The 0x00000116 STOP error is a bit different to you common-or-garden crash.  MSDN describes it as follows, “The VIDEO_TDR_ ERROR bug check has a value of 0x00000116. This indicates that an attempt to reset the display driver and recover from a timeout failed.”  So it is more like a process falling asleep rather than crashing.

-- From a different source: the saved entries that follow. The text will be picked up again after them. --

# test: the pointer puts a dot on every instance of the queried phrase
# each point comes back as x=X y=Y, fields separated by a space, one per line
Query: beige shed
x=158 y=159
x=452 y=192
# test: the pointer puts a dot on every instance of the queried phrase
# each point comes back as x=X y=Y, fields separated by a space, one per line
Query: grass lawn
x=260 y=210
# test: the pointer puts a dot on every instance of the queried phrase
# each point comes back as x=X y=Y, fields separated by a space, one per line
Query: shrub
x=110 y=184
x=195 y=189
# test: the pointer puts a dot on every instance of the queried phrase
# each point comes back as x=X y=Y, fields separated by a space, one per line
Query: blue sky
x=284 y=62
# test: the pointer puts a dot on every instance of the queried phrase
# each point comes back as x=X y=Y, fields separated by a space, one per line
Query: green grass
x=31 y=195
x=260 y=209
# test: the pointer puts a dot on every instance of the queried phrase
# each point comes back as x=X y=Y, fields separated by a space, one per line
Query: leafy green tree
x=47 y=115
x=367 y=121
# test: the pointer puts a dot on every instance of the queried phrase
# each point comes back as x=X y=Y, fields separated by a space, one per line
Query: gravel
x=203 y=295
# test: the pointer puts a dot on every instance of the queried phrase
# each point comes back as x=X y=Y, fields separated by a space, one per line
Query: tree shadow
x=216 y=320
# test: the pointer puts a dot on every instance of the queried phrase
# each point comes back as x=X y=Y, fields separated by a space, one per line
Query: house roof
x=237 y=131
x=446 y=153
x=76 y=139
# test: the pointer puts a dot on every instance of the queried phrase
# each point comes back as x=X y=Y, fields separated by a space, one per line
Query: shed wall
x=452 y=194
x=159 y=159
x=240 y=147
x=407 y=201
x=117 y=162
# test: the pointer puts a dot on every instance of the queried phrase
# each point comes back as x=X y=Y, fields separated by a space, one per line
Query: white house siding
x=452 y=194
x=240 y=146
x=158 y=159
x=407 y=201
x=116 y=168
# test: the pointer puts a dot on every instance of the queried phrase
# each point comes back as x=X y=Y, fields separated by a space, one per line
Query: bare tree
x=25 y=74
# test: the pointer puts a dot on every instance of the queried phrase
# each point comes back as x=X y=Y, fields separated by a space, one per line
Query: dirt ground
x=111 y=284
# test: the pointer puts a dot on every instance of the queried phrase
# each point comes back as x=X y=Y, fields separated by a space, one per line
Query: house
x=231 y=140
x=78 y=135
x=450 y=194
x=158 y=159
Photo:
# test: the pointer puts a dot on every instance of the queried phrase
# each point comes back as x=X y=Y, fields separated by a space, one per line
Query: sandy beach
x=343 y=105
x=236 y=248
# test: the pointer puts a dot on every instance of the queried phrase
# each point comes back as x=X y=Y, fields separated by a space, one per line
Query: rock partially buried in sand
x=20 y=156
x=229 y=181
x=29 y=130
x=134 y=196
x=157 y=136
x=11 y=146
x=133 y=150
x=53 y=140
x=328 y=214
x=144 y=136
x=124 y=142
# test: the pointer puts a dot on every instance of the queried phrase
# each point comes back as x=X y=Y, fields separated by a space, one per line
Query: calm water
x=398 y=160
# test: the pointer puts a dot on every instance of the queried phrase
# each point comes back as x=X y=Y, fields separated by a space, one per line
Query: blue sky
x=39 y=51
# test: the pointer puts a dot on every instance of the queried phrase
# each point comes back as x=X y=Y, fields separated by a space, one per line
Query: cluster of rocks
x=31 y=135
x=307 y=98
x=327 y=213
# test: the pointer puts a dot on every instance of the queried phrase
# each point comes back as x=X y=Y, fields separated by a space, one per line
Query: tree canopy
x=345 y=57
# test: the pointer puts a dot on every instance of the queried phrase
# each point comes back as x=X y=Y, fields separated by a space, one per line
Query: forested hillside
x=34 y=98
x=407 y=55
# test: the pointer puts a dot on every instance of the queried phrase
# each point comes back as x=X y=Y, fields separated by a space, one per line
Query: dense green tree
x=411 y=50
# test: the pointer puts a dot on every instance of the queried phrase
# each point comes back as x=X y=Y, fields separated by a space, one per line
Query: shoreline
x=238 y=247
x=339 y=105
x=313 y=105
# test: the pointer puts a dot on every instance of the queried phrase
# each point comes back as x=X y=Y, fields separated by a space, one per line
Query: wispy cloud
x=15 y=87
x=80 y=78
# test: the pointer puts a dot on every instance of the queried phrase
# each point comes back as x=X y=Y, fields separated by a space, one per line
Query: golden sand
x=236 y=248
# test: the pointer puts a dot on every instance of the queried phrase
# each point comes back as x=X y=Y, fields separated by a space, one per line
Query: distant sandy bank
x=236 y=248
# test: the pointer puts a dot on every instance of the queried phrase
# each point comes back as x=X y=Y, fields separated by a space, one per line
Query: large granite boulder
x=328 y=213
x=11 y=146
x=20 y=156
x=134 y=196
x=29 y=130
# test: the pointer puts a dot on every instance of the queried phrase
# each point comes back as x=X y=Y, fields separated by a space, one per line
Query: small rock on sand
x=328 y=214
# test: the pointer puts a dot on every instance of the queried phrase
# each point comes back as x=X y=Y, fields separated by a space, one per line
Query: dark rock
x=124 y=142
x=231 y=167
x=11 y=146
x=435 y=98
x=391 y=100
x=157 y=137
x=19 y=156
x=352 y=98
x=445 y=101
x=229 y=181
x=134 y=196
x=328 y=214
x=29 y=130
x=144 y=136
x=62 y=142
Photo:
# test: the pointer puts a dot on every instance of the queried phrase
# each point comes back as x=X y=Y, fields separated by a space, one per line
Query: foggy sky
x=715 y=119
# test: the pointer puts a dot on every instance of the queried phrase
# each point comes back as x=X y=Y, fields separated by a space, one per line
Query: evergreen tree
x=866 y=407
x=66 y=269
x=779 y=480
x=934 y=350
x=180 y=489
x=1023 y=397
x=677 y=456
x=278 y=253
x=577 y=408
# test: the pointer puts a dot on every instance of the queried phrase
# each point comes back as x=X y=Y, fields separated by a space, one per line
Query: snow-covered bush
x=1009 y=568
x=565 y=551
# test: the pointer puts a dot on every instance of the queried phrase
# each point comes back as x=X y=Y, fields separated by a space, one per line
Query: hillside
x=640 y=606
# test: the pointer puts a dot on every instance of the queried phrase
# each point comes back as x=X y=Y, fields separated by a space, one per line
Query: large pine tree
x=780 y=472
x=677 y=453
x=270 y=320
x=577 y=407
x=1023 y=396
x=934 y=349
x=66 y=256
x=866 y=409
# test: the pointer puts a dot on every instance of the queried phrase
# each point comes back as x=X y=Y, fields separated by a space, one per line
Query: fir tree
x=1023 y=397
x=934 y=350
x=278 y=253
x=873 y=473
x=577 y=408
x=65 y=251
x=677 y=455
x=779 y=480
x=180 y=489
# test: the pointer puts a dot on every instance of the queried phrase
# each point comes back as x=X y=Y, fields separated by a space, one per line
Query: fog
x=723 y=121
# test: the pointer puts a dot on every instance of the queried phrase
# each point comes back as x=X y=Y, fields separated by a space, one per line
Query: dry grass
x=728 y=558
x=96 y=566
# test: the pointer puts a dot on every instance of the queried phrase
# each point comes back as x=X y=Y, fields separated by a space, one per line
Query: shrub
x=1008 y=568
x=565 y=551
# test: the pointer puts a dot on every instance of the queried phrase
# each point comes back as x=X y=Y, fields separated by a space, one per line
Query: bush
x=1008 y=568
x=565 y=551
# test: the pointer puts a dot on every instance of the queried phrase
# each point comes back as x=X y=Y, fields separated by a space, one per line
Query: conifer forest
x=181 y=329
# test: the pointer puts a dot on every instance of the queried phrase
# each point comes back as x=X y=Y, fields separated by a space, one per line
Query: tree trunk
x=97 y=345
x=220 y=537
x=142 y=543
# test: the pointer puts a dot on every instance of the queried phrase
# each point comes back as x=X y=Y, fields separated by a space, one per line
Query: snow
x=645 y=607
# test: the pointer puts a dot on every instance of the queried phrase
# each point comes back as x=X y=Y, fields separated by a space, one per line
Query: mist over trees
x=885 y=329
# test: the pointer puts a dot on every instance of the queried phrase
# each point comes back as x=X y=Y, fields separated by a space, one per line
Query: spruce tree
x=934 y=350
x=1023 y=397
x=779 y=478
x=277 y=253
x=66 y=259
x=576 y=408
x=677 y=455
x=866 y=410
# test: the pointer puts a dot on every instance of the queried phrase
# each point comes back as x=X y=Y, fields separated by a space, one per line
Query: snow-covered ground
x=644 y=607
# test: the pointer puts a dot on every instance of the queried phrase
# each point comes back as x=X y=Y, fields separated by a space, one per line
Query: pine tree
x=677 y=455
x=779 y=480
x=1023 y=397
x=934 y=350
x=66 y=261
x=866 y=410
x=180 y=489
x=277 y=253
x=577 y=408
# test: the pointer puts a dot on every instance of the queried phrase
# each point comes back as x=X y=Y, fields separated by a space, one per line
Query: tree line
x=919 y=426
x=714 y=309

Just as I thought I had fixed it, my other PC crashed.  However, since the Startup and Recovery settings to automatically restart and record a kernel dump, which BlueScreenView can’t read, I can only speculate on its cause.  Great, 2 narcoleptic PCs.

Cause?

I narrowed the causes down to:

  • The video card was getting too warm.
  • The video card had not been properly configured.
  • The BIOS settings were wrong.

Solution?

Here’s what I think worked (and has worked so far):

  • The case is cramped and was a little dusty.  I removed the heat-sinks from the video card and CPU and vacuumed the case clean.
  • After putting the case back together, the rear system fans became very noisy.  Not long after I unplugged it the 0x00000116 error appeared.  Lubricating the fan motor and reattaching it has done the trick.
  • The video card had not been properly configured.  The NVIDIA control panel is disabled unless the card is plugged into a monitor.  Features such as PhysX were turned off and turning them on probably helps CUDA processing.  Maybe.
  • In BIOS I reverted to fail-safe options (I wasn’t far of standard anyway).  I disabled C1E, a feature that cuts the clock rate when the CPU is not fully utilised.  There’s a few BIOS features that I don’t need enabled such as virtualization that I’ll switch off later.

I don’t know for sure if the problem has been fixed, but it looks good so far.